You work at getting more vitamin D into your system. But how much do you need to raise your level – and should it be in the form of food, supplements, sunlight… or all three?
These are questions that have had nutritionists and researchers at odds for several years now. The Institute of Medicine is mother organization to the Food and Nutrition Board (FNB) – which sets Dietary Reference Intakes (DRI) that are then translated to the “% Daily Value” (%DV – the amount you should take daily) you see on the side of your bottle of multivitamins.
The FNB is the official governmental arbiter of how much vitamin D – and calcium, and vitamin C, and every other vitamin and mineral – we should take to ensure we have a healthy supply in our bodies. The FNB updated the DRI/%DV for vitamin D in 2010 – amid much speculation concerning just how much that number would increase, given the growing number of health claims being made on vitamin D’s behalf.
And the answer is – not much. The FNB decided to play it safe, upping the Recommended Dietary Allowance (RDA) average daily intake for most adults to 600 IU (800 IU for those over 70 years old) – a 50% increase over the previous 400 IU, but well below the 1,000 IU many nutritionists and doctors had hoped for.
So, 600 to 800 IU vitamin D is what you should shoot for daily. This amount should be sufficient to maintain bone health in normal, healthy people, and takes into consideration minimal exposure to sunlight – which is what most of us get, between lack of outdoor activities and use of sunscreen.
Considering the difficulty of eating enough vitamin D-rich foods, supplements are the most reliable, “trackable” way to ensure vitamin D consumption.
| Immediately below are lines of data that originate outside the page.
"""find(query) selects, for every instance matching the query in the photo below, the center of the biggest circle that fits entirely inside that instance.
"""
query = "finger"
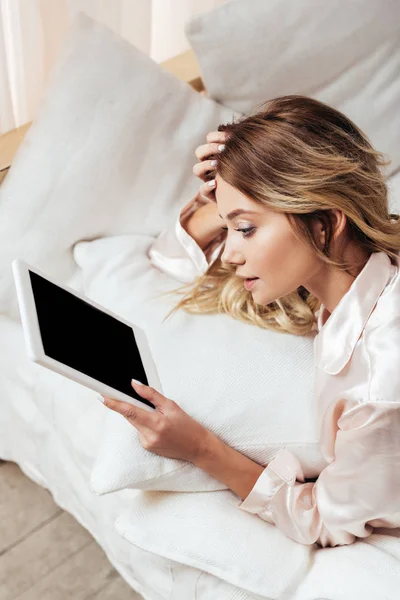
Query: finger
(149, 393)
(206, 150)
(138, 416)
(218, 137)
(204, 169)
So let’s look at supplements.
Vitamin D is always present in a multivitamin – you’ll find it listed as vitamin D3, or vitamin D (cholecalciferol), which are the same thing; or vitamin D (ergocalciferol), which is vitamin D2. According to the Office of Dietary Supplements, either is acceptable.
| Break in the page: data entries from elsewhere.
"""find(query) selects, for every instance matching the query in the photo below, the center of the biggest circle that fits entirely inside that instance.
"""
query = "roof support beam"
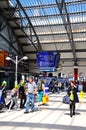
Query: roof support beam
(62, 9)
(9, 43)
(61, 51)
(40, 26)
(39, 45)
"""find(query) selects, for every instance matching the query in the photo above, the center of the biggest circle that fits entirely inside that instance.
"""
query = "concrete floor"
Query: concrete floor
(52, 116)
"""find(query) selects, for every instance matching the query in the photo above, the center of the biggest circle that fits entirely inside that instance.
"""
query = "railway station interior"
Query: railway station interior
(45, 39)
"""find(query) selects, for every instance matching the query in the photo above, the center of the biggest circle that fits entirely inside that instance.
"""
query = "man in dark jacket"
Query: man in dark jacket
(72, 92)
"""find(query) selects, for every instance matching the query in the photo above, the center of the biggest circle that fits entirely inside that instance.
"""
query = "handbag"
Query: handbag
(66, 99)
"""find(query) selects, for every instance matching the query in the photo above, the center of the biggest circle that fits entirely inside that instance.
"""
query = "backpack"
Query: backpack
(40, 88)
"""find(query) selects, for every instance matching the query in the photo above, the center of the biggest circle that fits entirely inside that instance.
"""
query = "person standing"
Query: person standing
(72, 92)
(41, 92)
(32, 89)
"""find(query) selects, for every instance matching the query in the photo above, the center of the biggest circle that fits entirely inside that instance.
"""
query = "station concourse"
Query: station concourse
(53, 116)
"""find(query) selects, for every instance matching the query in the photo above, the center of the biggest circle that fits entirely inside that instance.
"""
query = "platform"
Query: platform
(52, 116)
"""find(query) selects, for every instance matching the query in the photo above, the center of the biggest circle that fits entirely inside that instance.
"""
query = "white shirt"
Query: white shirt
(31, 87)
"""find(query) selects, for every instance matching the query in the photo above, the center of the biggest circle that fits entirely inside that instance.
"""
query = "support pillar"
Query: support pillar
(75, 73)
The amount of Vitamin D in most supplements ranges from 600 IU to 1,000 IU. So a multivitamin should cover your recommended daily needs – even without exposure to sunlight, or taking into account vitamin D in the foods you eat.
But let’s get back to your blood test; you’re below the acceptable vitamin D level. Should you go beyond that simple multivitamin, and start ingesting more vitamin D to bring your level up?
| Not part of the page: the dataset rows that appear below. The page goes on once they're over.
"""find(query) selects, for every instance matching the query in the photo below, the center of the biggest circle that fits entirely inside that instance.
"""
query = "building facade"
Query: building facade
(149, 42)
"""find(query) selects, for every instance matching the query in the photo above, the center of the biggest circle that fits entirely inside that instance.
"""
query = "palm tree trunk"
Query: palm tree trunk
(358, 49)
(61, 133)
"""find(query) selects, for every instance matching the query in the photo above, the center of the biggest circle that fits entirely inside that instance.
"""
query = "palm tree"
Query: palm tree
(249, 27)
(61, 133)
Well, the definition of “more” can be complicated. If you’re taking vitamin D2, for example, it’s less potent in higher doses than vitamin D3. And studies show that the higher the dose, the less overall effect it has on your vitamin D level.
Furthermore, more isn’t always better. Remember those recommended levels of vitamin D set by the FNB? Although levels greater than 50 and less than 125 are considered optimum, studies show that levels as low as 75 can result in an increased risk of cancer; heart problems; and falls and fractures in the elderly.
So, let’s get back to your vitamin D blood test, showing you with a level of 40. Some doctors recommend up to 50,000 IU weekly, for patients trying to increase vitamin D levels. Is this “megadosing” safe?
Not according to the FNB. The Tolerable Upper Intake Level (e.g., the maximum amount you should take daily) is 4,000 IU for vitamin D – far above the 800 IU recommended, but also well below the weekly 50,000 IU prescribed by some health professionals.
Bottom line: If you’re a healthy person trying to maintain a normal, healthy amount of vitamin D in your system, a daily supplement giving you 600-800 IU vitamin D is fine.
If your vitamin D level needs to be raised, consider more potent supplementation – but don’t go above 4,000 IU daily, between diet and supplements. According to the FNB, “megadosing” with vitamin D is ineffective – and may actually be harmful.
When it comes to vitamin D supplementation, the official governmental stance is “better safe than sorry.”